Hiatal Hernia (No Visible Bulge)

Not all hernias produce a visible lump. A hiatal hernia occurs when part of the stomach pushes up through the diaphragm into the chest cavity. There’s nothing to see or feel on the outside of your body. This type is only visible through imaging or an endoscopy, where a doctor can see the stomach protruding above the diaphragm. You’d know about a hiatal hernia from symptoms like heartburn, acid reflux, or chest discomfort rather than from any external sign.

How Position Changes What You See

One of the most distinctive things about a hernia is how dramatically it changes with body position. A bulge that’s clearly visible while you’re standing may completely vanish when you lie flat on your back. Gravity pulls the herniated tissue outward when you’re upright, and it slides back into the abdominal cavity when you recline. Doctors use this behavior as a diagnostic tool, examining patients both standing and lying down to see the difference.

Activities that increase abdominal pressure make the bulge more prominent. Coughing, sneezing, bearing down during a bowel movement, and heavy lifting all push more tissue through the weak spot. If you’ve noticed a lump that appears during exercise but disappears at rest, that pattern is a strong indicator you’re dealing with a hernia.

How to Tell It Apart From Other Lumps

Not every bump in your groin or abdomen is a hernia. Lipomas (fatty lumps) and cysts can look and feel similar, but they behave differently. A lipoma or cyst is typically a soft or firm lump that stays put regardless of your position. It won’t disappear when you lie down, and it won’t get bigger when you cough. Hernias, on the other hand, change size with activity and body position.

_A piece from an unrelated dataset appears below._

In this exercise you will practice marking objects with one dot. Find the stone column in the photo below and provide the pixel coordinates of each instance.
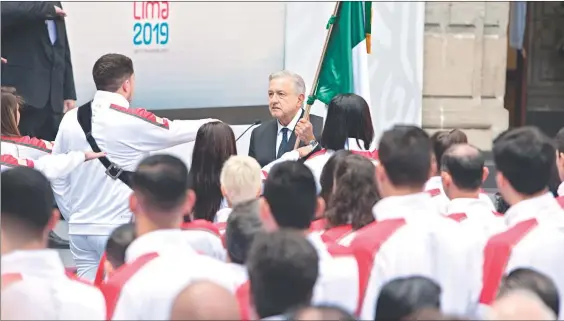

Swollen lymph nodes can also cause lumps in the groin, but they tend to be firmer and often develop alongside an infection or illness. One rare exception that can mimic a hernia closely is a Canal of Nuck cyst in women. These actually do bulge when upright and flatten when lying down, behaving almost identically to a hernia. An ultrasound can sort out the difference.

How Big Hernias Get

Hernias range widely in size. Medical guidelines classify abdominal wall hernias based on the width of the defect in the muscle. For umbilical and upper abdominal hernias, less than 1 centimeter is considered small, 1 to 4 centimeters is medium, and anything over 4 centimeters is large. The visible bulge on the outside is often bigger than the actual hole in the muscle, because tissue mushrooms outward once it pushes through.

Small hernias may be barely noticeable, just a slight puffiness you can feel more than see. Large hernias can create a bulge the size of a softball or bigger, especially if they’ve been present for years and gradually enlarged. Hernias don’t heal on their own. They tend to get larger over time as the muscle defect stretches.

Warning Signs That Change How It Looks

Most hernias are skin-colored and soft. If the appearance changes, that can signal a serious problem. A hernia that becomes trapped (incarcerated) or loses its blood supply (strangulated) looks noticeably different from a normal one.

Watch for these visual changes:

  • Color shift: The skin over the bulge turns red, dark, or purple instead of its usual color.
  • Firmness: The bulge feels hard and won’t push back in, when it used to be soft and reducible.
  • Rapid swelling: The area suddenly looks much larger than usual.

If the skin around the bulge goes pale and then darkens, or if you’re experiencing severe pain, nausea, and vomiting alongside these visual changes, that’s a medical emergency. A strangulated hernia means the trapped tissue is losing blood flow, and it requires immediate surgical treatment to prevent tissue death.